Thanks for all the useful responses.
 
You are now on the slippery slope of basically cost vs performance return. You could run that D60 van rear and if a 9.25 has been surviving just fine I don't think you would have any problems but finding a locker and such is going to be a pain and money. 4.10 with 35-37 is a decent street setup as long as your not looking to tow much and would probably work nice with the doubler setup. Hell you could run that rear for now along with 4.10 front or sell it to fund the new rear axle.

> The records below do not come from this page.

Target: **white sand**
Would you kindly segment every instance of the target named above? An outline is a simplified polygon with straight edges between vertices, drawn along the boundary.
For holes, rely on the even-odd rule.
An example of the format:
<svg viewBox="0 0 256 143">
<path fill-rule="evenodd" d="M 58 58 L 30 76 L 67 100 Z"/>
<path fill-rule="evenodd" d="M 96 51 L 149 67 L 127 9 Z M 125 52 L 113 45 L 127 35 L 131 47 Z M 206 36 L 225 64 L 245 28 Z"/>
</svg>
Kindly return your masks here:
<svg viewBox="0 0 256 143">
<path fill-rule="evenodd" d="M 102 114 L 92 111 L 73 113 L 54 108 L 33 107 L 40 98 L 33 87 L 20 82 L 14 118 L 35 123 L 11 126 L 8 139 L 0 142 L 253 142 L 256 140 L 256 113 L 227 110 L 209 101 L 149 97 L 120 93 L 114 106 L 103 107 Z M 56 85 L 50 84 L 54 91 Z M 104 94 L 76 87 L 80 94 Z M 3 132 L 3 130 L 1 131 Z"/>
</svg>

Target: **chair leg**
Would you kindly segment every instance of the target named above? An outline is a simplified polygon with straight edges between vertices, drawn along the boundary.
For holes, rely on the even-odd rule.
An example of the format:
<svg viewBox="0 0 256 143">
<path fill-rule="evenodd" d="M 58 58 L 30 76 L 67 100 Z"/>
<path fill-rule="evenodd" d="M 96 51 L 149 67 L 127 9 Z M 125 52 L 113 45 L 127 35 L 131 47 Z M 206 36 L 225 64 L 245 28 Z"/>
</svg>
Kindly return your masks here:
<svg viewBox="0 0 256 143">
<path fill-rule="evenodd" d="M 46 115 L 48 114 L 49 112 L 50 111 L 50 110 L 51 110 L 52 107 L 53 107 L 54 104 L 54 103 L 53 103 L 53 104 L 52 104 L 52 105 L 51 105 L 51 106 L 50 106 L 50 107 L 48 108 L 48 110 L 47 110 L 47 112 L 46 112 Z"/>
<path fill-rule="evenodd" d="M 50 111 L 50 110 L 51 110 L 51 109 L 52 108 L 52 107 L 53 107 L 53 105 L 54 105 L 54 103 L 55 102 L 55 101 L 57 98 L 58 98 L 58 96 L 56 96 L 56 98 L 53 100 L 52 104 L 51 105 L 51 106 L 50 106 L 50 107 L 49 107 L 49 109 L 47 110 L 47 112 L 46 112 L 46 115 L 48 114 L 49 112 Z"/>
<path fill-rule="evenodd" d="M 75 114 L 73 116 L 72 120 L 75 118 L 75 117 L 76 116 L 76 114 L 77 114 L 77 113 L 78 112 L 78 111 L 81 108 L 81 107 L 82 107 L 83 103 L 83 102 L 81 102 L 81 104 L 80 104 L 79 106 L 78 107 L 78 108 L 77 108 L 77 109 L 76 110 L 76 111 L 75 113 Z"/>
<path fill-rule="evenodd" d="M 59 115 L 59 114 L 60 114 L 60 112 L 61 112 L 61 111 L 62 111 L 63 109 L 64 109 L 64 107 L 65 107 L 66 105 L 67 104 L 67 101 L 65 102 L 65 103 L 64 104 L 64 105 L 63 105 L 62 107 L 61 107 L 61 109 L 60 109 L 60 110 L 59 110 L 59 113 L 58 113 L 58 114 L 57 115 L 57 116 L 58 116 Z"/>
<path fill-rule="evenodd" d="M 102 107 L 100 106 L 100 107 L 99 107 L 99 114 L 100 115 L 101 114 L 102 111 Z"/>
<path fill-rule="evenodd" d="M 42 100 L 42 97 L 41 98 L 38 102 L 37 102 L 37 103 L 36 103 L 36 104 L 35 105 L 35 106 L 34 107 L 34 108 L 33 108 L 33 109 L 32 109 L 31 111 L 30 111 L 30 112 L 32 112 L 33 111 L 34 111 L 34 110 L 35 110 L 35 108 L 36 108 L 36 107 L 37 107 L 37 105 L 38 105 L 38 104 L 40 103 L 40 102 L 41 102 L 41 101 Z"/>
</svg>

i say it all the time on here but I am used to working with very little $ on a project so finding a set of take out 3\4T axles from a pickup would be where I headed. Even then you have choices in the rear from D60-70-80 and then drum brakes or disc depending on year, if your current axle is drum then going disc will be bit more parts and money invested for master cylinder and proportioning valve.

Basically V8 trucks got D60 front and rear other than some early\rare low GVW trucks with D44 8 lug front. V10 and Cummins trucks got the D60 front and D70 rear if automatic and D80 if manual. Gears are either 3.54 or 4.10 unless someone has been in them before. In my area the V10 trucks were cheaper to find even if the parts are the same so if you were patient you could find the axles for maybe $200 each or a roller for 500-1000 and then sell off some parts you dont need. For awhile everyone wanted 4.10 axles but then cummins guys started hunting 3.54 for better highway rpm\MPG so they went up in price.

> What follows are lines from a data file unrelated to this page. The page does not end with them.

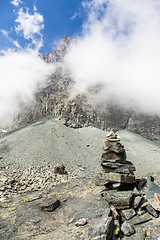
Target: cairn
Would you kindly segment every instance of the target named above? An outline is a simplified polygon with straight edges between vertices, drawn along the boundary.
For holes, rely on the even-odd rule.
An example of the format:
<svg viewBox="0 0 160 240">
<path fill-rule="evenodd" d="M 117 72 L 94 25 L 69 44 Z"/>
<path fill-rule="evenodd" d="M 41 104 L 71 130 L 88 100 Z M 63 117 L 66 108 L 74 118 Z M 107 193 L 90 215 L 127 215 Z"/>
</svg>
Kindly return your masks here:
<svg viewBox="0 0 160 240">
<path fill-rule="evenodd" d="M 135 187 L 135 166 L 126 160 L 126 151 L 119 136 L 113 131 L 106 136 L 102 147 L 101 166 L 104 185 L 109 189 L 130 190 Z"/>
</svg>

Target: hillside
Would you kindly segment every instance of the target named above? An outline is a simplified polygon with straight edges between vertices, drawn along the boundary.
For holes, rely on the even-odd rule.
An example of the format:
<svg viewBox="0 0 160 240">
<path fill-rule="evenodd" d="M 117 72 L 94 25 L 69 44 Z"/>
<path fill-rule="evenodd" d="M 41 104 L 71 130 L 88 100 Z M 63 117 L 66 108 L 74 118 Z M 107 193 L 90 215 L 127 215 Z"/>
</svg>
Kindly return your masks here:
<svg viewBox="0 0 160 240">
<path fill-rule="evenodd" d="M 47 63 L 59 63 L 74 40 L 64 36 L 60 45 L 51 53 L 41 56 Z M 15 129 L 34 123 L 41 118 L 52 115 L 63 124 L 72 128 L 94 126 L 102 130 L 126 129 L 138 133 L 150 140 L 158 140 L 160 136 L 160 118 L 147 115 L 110 102 L 97 103 L 94 93 L 98 86 L 89 89 L 88 93 L 70 98 L 70 90 L 74 80 L 69 73 L 59 68 L 36 93 L 35 102 L 29 106 L 22 105 L 21 113 L 15 116 L 14 123 L 8 129 Z M 6 127 L 6 126 L 2 126 Z"/>
</svg>

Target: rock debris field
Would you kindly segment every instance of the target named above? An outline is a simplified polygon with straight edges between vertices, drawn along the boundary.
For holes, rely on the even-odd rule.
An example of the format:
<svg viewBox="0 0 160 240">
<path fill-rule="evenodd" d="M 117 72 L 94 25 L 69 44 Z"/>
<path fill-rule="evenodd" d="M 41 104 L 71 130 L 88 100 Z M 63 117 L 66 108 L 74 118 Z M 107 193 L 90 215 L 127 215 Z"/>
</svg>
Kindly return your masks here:
<svg viewBox="0 0 160 240">
<path fill-rule="evenodd" d="M 160 146 L 138 134 L 118 131 L 127 159 L 136 175 L 160 172 Z M 17 129 L 0 138 L 0 170 L 51 169 L 63 163 L 77 176 L 93 177 L 100 171 L 106 132 L 94 127 L 71 129 L 52 117 Z"/>
<path fill-rule="evenodd" d="M 117 134 L 127 160 L 136 168 L 135 177 L 153 175 L 159 182 L 159 143 L 126 130 Z M 95 176 L 102 171 L 106 135 L 106 131 L 94 127 L 68 128 L 51 116 L 10 133 L 1 133 L 0 239 L 94 239 L 91 233 L 97 221 L 105 225 L 104 217 L 112 220 L 110 211 L 115 211 L 101 197 L 104 186 L 95 185 Z M 58 174 L 60 170 L 64 174 Z M 143 192 L 136 194 L 141 196 L 137 199 L 144 198 Z M 133 212 L 123 214 L 134 215 Z M 138 235 L 129 239 L 137 236 L 158 239 L 160 236 L 154 237 L 152 226 L 157 226 L 159 233 L 159 221 L 153 218 L 150 223 L 143 225 L 143 229 L 134 229 Z M 113 221 L 108 224 L 113 225 Z M 130 226 L 127 224 L 121 226 L 124 233 Z M 100 234 L 99 230 L 95 231 Z M 128 237 L 123 235 L 123 239 Z"/>
</svg>

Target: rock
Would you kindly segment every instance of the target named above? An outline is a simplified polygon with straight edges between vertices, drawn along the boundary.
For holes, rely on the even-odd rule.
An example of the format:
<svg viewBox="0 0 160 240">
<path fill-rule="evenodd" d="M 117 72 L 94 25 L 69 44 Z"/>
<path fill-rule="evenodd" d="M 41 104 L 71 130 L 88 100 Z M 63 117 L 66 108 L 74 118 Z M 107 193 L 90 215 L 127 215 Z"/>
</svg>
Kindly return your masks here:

You could also go with something from different brand like chevy 10.5 from a GMT800 truck as they are almost same width as the ram axles and the 14 bolt is plenty strong, gearing there is usually 3.73 or 4.10 though so have to go 4.10 if you want to match a ram front without redoing gears. Factory limited slips work if your not hard on your stuff and I'm guessing your not but then the carrier is not usable later for a locker upgrade like an open diff would be. Ford has the sterling with 3.73-4.10-4.30 and some of them got a factory locker but then you are looking at redrilling or adapters to get to the 8x6.5 to match front.
 
I don’t think I’ll bother building a 2nd gen D60. Build a D70U out of 2nd gen, as it’ll be “bolt in”. Smooth bottom center section too.

I may be wrong but I think 2 gen D80 (SRW, unsure about DRW) axle shafts will bolt right in 2nd gen’s D60 & D70 with 35 spline carrier/locker installed.

Yup that's right, my friend's 1996 2500 Magnum 5spd rear D60 took the exact same Yukon 35 spline axles (after he did a Ziplocker) as my truck which is a 1998.5 24V 5spd D80 rear axle.